Die Rheumatoide Arthritis (RA) wird zu entzündungsrheumatischen Erkrankungen gezählt und ist die am häufigsten auftretende Form von Gelenkentzündungen. Typischerweise sind die Fingerrundgelenke, die Handwurzelknochen und die Finger- und Zehengelenke die zur Körpermitte hin ausgerichtet sind, von der rheumatoiden Arthritis heimgesucht. Doch auch andere Gelenke (Hand, Knie, Schulter, Hüfte und Fußgelenke) können betroffen sein.


Symptome der Arthritis

Die Erkrankung zeigt sich mit überwärmten und angeschwollenen Gelenken. Gelegentlich sind die Gelenke auch gerötet. Morgens haben die Betroffenen ein Gefühl der besonderen Unbeweglichkeit (Morgensteife). In der Regel werden mit fortschreitendem Verlauf immer mehr Gelenke von der rheumatoiden Arthritis befallen.

Zwischen den Schüben kann sich der Gesundheitszustand bessern und die Beschwerden lassen nach und sind zeitweise sogar kaum verspürbar. Ein Schub kann einen Zeitraum zwischen Wochen und Monaten einnehmen. Das bedeutet für die Betroffenen eine lange Zeit der Schmerzen.

Die rheumatoide Arthritis ist eine typische Alterserkrankung. Frauen haben in der Zeit zwischen 55 und 64 Jahren das höchste Risiko an RA zu erkranken, bei Männern verschiebt sich das ganze um 10 Jahre nach hinten.

Kürbiskernöl hilft gegen rheumatoide Arthritis

Weil Kürbis entzündungshemmend wirkt, ist er in seinen verschiedenen Anwendungsmöglichkeiten eine perfekte Ergänzung der Therapie bei rheumatoider Arthritis. Die Wirkung kann durch die Einstellung der Ernährung auf Kürbis erreicht werden (Kürbiskerne, Kürbisöl, Kürbisgemüse), aber auch durch äußerliche Anwendungen wie Einreibungen mit Kürbiskernöl oder Wickel mit einem Kernbrei (50 g Kerne und 5 ml Kürbiskernöl).

Von innen wirken die Hemmer der freien Radikale erneuten Entzündungen entgegen und können die Zeiten zwischen den Schüben beeinflussen. Außerdem ist Kürbiskernöl mit seiner entschlackenden und entgiftenden Wirkung auch gut, den Körper beim Abbau der Schmerzmittel zu unterstützen.

Ohne Schmerzmittel geht es während eines Schubs bei den Betroffenen meistens nicht und die wirken bekanntlich dann nicht nur gegen die Schmerzen, sondern meistens auch noch belastend auf Leber, Niere und Co und greifen zudem oft noch den Magen an. Kürbiskernöl und andere Kürbisprodukte sind da wesentlich schonender und können die Nachwirkungen der Medikamente vor allem auch in der Zeit zwischen den Schüben weitgehend kompensieren.

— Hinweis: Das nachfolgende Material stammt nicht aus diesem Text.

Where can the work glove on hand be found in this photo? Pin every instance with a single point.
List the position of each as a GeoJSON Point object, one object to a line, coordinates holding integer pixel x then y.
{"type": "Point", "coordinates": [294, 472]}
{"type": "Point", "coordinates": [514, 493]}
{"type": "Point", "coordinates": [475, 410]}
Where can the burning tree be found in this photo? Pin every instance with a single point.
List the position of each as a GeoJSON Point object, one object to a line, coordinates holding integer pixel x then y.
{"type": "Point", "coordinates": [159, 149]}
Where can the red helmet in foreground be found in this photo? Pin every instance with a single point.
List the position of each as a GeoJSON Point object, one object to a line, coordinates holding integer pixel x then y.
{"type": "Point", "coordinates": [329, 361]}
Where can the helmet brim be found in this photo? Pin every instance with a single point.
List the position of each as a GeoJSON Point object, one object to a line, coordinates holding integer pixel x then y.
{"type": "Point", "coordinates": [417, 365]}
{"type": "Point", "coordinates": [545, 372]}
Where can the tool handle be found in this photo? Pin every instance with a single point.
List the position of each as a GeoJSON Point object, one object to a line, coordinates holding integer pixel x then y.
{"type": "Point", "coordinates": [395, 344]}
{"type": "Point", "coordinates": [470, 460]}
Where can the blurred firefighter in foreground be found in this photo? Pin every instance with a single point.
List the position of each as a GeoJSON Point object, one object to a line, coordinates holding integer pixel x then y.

Medizin muss nicht immer bitter sein

Es gibt geschmacklich schlimmere Medizin. Lebertran (Infos unter: Lebertran-Info.de) zum Beispiel, aber auch Lebertran muss man ja nicht pur schlucken. Aber natürlich ist das alles eine Geschmackssache und nicht jeder fährt auf Kürbis, Kürbiskerne und Kürbiskernöl ab.

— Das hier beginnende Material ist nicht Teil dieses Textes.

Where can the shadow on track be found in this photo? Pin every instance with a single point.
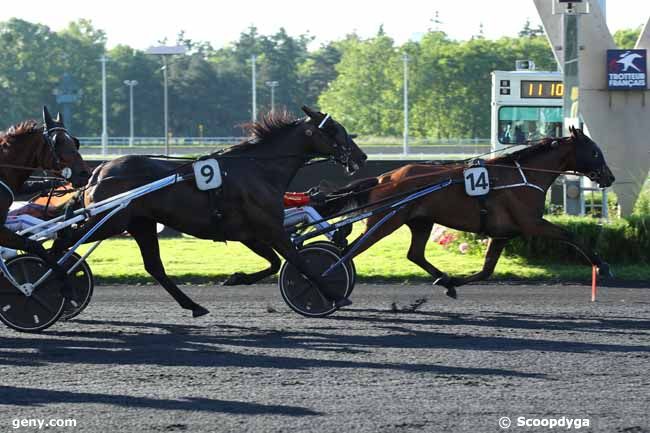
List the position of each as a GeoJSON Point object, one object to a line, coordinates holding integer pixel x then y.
{"type": "Point", "coordinates": [195, 346]}
{"type": "Point", "coordinates": [40, 397]}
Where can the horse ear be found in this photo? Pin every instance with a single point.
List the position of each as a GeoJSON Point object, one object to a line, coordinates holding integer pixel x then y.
{"type": "Point", "coordinates": [311, 113]}
{"type": "Point", "coordinates": [47, 118]}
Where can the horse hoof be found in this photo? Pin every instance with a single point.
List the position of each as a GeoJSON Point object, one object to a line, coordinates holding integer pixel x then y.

Da passt es zumindest in diesem Fall ganz gut, dass Einreibungen und Wickel ebenfalls die Beschwerden lindern können. Beim Kürbis als Gemüse ist ja jede Geschmacksrichtung möglich. Das Fruchtfleisch selbst hat gar nicht so einen starken Eigengeschmack und mit Gewürzen wie Ingwer oder Chili kann sich jeder seine Lieblingssuppe köcheln.